Lightweight and Extremely Sturdy

India’s Energy in Numbers

  • The generation capacities of Indian power plants are currently at around 200 gigawatts. Of this, two-thirds are allotted to thermal power plants – especially coal – 20 percent to hydroelectric power plants, 12 percent to other renewable energy sources and 2 percent to nuclear power.
  • Although the electrical supply shortage in India is decreasing bit by bit, it was still at around 8 percent at the end of fiscal 2011/12 – and significantly greater than 10 percent at peak times.
  • About a third of the electrical energy generated is lost in India’s transmission and distribution network. That’s one of the highest figures on a worldwide comparison.
  • The installed capacity of renewable energy has increased five-fold between 2002 and 2010: from 3.5 to 16.8 gigawatts.

(Sources: Germany Trade & Invest, International Energy Agency)
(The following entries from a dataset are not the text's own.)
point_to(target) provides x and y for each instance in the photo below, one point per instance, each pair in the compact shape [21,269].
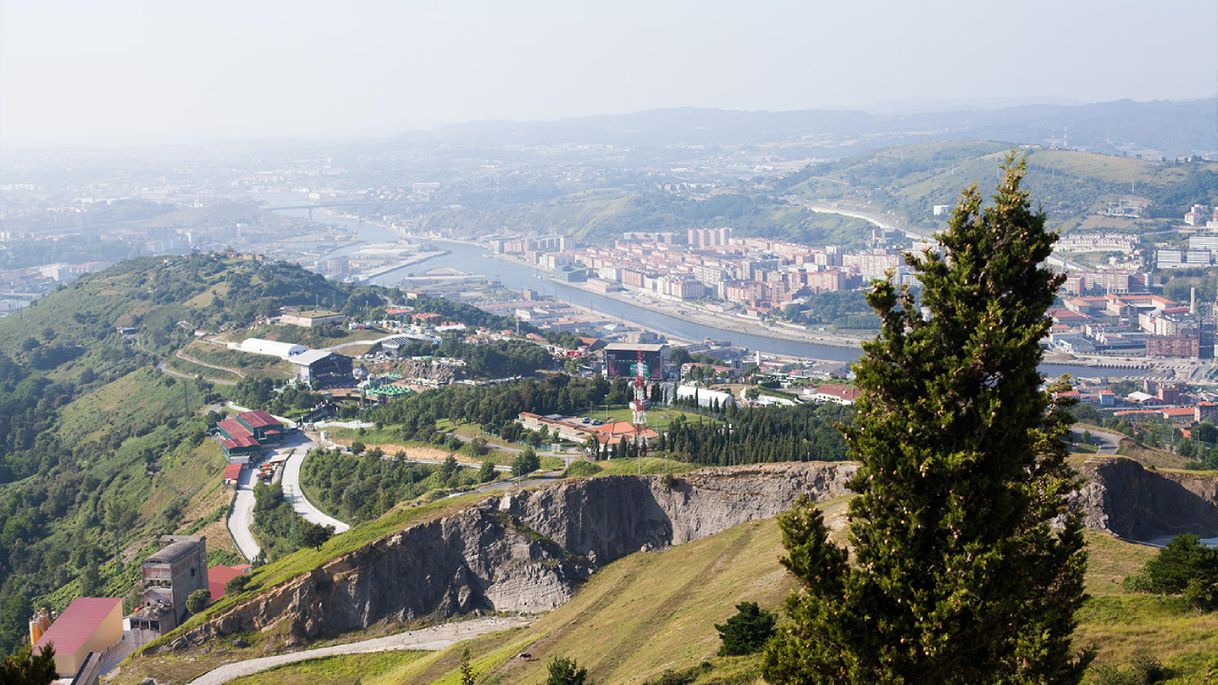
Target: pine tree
[957,574]
[467,670]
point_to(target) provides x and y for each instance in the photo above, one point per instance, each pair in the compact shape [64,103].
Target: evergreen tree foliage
[199,600]
[747,631]
[564,670]
[525,462]
[26,668]
[957,574]
[1184,566]
[467,670]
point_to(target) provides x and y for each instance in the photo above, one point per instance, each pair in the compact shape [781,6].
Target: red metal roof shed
[77,624]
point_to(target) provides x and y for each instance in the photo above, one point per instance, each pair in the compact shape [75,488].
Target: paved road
[300,446]
[165,368]
[1106,443]
[241,516]
[428,639]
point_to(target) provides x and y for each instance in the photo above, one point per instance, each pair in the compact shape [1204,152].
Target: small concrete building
[311,318]
[704,397]
[322,367]
[88,624]
[169,575]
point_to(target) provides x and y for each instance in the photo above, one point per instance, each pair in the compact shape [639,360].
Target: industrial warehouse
[244,435]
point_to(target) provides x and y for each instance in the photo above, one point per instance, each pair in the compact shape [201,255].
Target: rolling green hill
[654,612]
[100,452]
[910,179]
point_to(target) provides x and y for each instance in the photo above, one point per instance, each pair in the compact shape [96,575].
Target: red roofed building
[219,575]
[834,394]
[232,474]
[610,433]
[88,624]
[246,433]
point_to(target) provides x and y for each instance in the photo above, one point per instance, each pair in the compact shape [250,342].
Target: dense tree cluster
[758,435]
[263,394]
[1183,567]
[280,530]
[747,630]
[493,407]
[955,572]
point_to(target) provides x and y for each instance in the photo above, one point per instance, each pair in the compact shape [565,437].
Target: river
[476,260]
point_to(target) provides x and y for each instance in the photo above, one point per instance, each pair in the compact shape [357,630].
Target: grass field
[346,669]
[658,418]
[139,399]
[657,611]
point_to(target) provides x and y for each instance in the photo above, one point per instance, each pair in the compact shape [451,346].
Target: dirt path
[165,368]
[426,639]
[186,357]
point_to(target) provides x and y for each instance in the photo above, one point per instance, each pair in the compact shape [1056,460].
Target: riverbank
[366,276]
[704,316]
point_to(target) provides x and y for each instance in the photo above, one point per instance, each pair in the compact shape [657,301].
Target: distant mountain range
[1152,129]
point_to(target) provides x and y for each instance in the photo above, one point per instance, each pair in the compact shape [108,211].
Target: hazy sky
[116,72]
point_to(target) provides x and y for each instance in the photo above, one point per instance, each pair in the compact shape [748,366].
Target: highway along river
[476,260]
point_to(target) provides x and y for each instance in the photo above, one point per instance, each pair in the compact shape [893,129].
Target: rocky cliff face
[1124,499]
[528,551]
[525,551]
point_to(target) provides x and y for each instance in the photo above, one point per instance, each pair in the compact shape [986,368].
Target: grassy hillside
[653,612]
[909,179]
[99,451]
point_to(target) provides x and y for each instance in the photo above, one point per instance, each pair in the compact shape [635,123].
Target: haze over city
[648,343]
[139,73]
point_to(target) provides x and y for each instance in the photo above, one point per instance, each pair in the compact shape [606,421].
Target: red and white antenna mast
[638,405]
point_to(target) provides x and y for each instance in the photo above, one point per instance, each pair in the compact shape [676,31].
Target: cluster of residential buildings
[1098,241]
[1130,324]
[756,273]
Silicones offer another property that is very important in such components: low weight. The finished product weighs only one tenth of what a conventional porcelain insulator would. Moreover, the silicone components are in no way inferior to their ceramic competition in terms of mechanical strength. Lambrecht: “The silicone insulators are lightweight, yet extremely sturdy. They can carry the weight of around 200 average cars.” In addition, the material is highly resilient and offers the required long-term stability of four decades. Silicones are also better protected against vandalism than brittle porcelain insulators, because they are elastic. According to an estimate by McKinsey, to prevent blackouts such as the one of summer 2012, India would have to double its electrical output from today’s approximately 200 gigawatts to around 400 gigawatts by 2017 – a mammoth task. New power plants have to be built, as well as several thousand kilometers of high-voltage power lines to distribute the electricity. Huge quantities of silicone insulators are needed for this alone – at least six per power pole. “Since the maximum span between two carriers is 500 meters, a one-hundred-kilometer line in the simplest configuration even adds up to 1,200 insulators,” calculates Lambrecht.
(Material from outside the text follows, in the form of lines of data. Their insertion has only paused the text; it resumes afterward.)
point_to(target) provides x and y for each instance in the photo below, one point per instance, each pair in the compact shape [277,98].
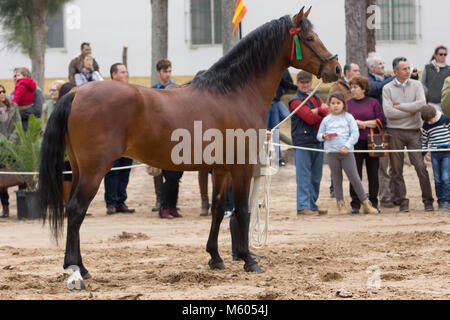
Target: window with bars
[55,31]
[206,22]
[397,20]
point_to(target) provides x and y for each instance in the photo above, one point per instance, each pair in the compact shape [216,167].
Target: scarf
[3,113]
[437,65]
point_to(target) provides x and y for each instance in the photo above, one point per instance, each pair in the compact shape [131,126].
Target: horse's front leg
[241,177]
[221,181]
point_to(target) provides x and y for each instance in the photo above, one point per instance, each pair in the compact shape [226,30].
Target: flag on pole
[239,14]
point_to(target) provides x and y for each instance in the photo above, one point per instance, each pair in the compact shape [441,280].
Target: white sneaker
[227,214]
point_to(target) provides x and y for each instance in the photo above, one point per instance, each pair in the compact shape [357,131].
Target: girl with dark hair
[368,115]
[340,132]
[434,75]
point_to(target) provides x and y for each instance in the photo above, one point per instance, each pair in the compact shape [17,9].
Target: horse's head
[315,58]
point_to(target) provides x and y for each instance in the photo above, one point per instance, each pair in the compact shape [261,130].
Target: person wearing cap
[304,127]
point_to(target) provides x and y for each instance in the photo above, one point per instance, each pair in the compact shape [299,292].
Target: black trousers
[4,197]
[372,165]
[116,183]
[169,190]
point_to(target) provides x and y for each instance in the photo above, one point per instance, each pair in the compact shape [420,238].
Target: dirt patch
[140,256]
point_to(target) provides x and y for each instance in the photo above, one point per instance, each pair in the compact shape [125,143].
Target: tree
[159,34]
[371,39]
[23,22]
[228,41]
[356,33]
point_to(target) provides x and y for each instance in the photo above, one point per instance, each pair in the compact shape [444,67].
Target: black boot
[234,230]
[158,181]
[5,213]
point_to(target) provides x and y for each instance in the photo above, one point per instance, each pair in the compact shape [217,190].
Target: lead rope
[259,225]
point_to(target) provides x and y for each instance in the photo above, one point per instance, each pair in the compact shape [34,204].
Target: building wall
[110,24]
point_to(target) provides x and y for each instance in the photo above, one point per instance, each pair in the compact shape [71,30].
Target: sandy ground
[388,256]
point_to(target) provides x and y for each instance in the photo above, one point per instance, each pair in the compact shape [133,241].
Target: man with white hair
[378,79]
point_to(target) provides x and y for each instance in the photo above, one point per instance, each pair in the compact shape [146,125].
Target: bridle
[296,45]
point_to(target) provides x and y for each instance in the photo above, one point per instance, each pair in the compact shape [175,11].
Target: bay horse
[99,122]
Lifeblood of Industrial Society

The power grid not only relies on composite insulators. Electricity distribution requires other components, such as cable accessories, which are also based on silicone elastomers. However, India’s economy can only pick up renewed pace when its power grid works reliably and covers the whole country. Electricity is the lifeblood of a rapidly modernizing society such as the Indian one. Without it, everything comes to a standstill – in India nowadays, too.